The built-in comparison operations differ as in when you compare 2 numbers with floating point, the difference in data type (i.e. float or double) may result in different outcomes.
If one works with embedded processing, eventually the underlying hardware (e.g. FPGA or some specific processor / microcontroller model) will have float implemented optimally in hardware whereas double will use software routines. So if the precision of a float is enough to handle the needs, the program will execute some times faster with float then double. As noted on other answers, beware of accumulation errors.

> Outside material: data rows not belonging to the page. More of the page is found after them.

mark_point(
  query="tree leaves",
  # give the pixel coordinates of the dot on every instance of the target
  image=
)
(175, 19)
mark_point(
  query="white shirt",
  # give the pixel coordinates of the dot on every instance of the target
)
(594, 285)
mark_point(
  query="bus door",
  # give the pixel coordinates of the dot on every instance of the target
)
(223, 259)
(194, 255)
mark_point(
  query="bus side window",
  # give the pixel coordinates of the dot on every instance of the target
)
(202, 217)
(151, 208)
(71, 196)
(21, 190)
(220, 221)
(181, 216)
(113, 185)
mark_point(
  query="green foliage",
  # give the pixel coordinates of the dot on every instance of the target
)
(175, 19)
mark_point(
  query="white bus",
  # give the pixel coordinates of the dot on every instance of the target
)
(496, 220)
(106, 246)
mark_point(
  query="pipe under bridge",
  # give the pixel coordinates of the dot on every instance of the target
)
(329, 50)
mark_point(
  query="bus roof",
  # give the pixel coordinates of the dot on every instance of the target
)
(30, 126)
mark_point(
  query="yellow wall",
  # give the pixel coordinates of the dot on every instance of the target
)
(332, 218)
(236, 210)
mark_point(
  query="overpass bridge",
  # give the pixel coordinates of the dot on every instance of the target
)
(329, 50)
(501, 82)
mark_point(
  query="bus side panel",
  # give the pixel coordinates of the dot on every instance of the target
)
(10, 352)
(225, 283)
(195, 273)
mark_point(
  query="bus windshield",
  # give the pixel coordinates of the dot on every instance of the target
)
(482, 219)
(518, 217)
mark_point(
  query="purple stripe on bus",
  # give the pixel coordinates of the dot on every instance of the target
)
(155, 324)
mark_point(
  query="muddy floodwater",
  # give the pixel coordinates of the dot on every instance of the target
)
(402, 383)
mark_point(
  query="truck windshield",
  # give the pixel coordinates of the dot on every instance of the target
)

Quantitatively, as other answers have pointed out, the difference is that type double has about twice the precision, and three times the range, as type float (depending on how you count).
But perhaps even more important is the qualitative difference. Type float has good precision, which will often be good enough for whatever you're doing. Type double, on the other hand, has excellent precision, which will almost always be good enough for whatever you're doing.
The upshot, which is not nearly as well known as it should be, is that you should almost always use type double. Unless you have some particularly special need, you should almost never use type float.
As everyone knows, "roundoff error" is often a problem when you're doing floating-point work. Roundoff error can be subtle, and difficult to track down, and difficult to fix. Most programmers don't have the time or expertise to track down and fix numerical errors in floating-point algorithms — because unfortunately, the details end up being different for every different algorithm. But type double has enough precision such that, much of the time, you don't have to worry.
You'll get good results anyway. With type float, on the other hand, alarming-looking issues with roundoff crop up all the time.
And the thing that's not necessarily different between type float and double is execution speed. On most of today's general-purpose processors, arithmetic operations on type float and double take more or less exactly the same amount of time. Everything's done in parallel, so you don't pay a speed penalty for the greater range and precision of type double. That's why it's safe to make the recommendation that you should almost never use type float: Using double shouldn't cost you anything in speed, and it shouldn't cost you much in space, and it will almost definitely pay off handsomely in freedom from precision and roundoff error woes.
(With that said, though, one of the "special needs" where you may need type float is when you're doing embedded work on a microcontroller, or writing code that's optimized for a GPU. On those processors, type double can be significantly slower, or practically nonexistent, so in those cases programmers do typically choose type float for speed, and maybe pay for it in precision.)
Unlike an int (whole number), a float have a decimal point, and so can a double.
But the difference between the two is that a double is twice as detailed as a float, meaning that it can have double the amount of numbers after the decimal point.